We grouped clinician responses by practice staffing type, a variable created to describe four types of staffing mix: both RNs and social workers, RNs but not social workers, social workers but not RNs, and neither RNs nor social workers. For this purpose, NPs were not coded as RNs but were grouped with physicians.

We used chi-square tests to compare activities in these differently configured practice groups.

We also examined, by practice staffing type, hours spent by clinicians in different communication activities that are related to care coordination and social needs assessment, including communication time with patients, other team members, other providers, and family caregivers.
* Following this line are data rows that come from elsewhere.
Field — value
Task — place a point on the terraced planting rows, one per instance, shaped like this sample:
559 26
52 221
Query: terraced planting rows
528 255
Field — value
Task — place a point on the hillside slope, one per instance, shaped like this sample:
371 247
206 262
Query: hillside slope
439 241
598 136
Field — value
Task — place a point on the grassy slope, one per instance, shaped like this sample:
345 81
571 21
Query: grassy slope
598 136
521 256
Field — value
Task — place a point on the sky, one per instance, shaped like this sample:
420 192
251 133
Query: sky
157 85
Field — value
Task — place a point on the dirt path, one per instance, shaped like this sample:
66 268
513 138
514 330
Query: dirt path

We further asked respondents: “If your practice had the resources to hire additional personnel within the next month, what type(s) of professional or staff member would help increase the quality of the care your practice provides to frail older adults?”
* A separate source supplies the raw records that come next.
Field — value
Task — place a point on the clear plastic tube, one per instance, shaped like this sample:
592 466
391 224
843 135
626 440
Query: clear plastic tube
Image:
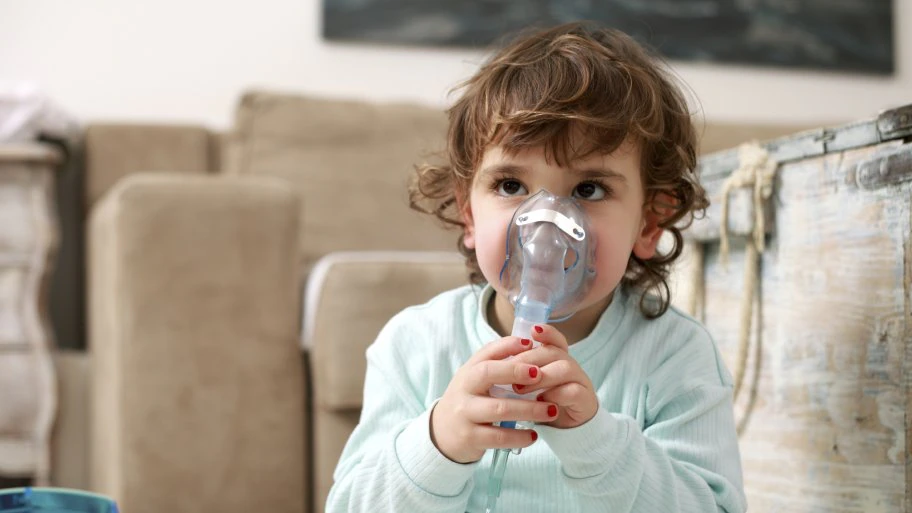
527 314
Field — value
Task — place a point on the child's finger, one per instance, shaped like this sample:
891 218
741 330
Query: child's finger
500 349
575 402
562 371
487 410
543 355
550 335
492 437
485 374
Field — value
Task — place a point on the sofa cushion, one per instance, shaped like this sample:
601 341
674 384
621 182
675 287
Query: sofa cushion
350 161
116 150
The data shown in all exhibits were weighted to adjust for nonresponse and stratification. In some practices, when a physician and an NP were both sampled, the practice weight in these practices assigned a 0.5 weight to the report of each clinician. Analyses were conducted using SAS, version 9.4.

LIMITATIONS

Our study had several limitations. First, the data were self-reported in a national random sample. All sample surveys are subject to sampling error and to possible errors of response or non response.

Second, neither the sample frame nor the questionnaire included data on patient-centered medical home certification or membership in an ACO.
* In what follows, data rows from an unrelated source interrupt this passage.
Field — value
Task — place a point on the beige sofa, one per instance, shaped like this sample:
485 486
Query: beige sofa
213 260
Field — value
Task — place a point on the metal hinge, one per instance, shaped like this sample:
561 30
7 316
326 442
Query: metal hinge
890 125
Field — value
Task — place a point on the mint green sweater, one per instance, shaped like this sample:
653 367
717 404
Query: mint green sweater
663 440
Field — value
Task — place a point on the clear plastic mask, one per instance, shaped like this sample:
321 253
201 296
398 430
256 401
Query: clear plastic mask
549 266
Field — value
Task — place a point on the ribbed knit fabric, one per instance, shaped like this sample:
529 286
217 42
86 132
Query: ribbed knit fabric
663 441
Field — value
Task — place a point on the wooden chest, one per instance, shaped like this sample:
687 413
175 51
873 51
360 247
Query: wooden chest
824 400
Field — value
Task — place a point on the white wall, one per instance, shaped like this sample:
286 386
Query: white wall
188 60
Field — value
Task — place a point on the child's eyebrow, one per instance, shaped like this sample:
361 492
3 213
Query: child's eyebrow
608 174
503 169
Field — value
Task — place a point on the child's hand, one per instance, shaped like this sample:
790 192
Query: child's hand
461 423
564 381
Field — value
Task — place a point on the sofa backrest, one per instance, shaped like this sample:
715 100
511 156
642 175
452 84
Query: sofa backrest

Third, most of the survey content pertained to the provision of care to patients ages sixty-five and older and might not reflect practice with younger patients.

Fourth, responding clinicians were reporting on the roles of themselves and others, and the reports may be more reliable as they pertain to the clinician’s personal tasks and roles.

Fifth, the group of practices with social workers but not RNs was small (unweighted n=19, weighted n=15), and estimates should be viewed with caution.

STUDY RESULTS

Clinicians in 39.7 percent of the practices worked with neither an RN nor a social worker; clinicians in 40.4 percent worked with an RN but not a social worker; clinicians in 4.5 percent worked with a social worker but not an RN, and clinicians in 15.4 percent worked with both.

Tests of significance shown in the exhibit compare all four practice staffing types. There were no significant differences in the responses of clinicians in the differently staffed practices with respect to frail elderly patient encounter volume, time spent with their teams in formal meetings or huddles, or time spent communicating with informal caregivers. Responses did differ significantly by practice type in hours spent on communication with other providers about care coordination; clinicians in practices with neither RNs nor social workers reported spending the highest number of hours.

Staffing types differed significantly by payer type: Clinicians in practices employing both an RN and a social worker were more likely to report a higher share of funding by Medicaid; those with an RN and no social worker or with neither an RN nor a social worker reported a higher share of Medicare fee-for-service funding.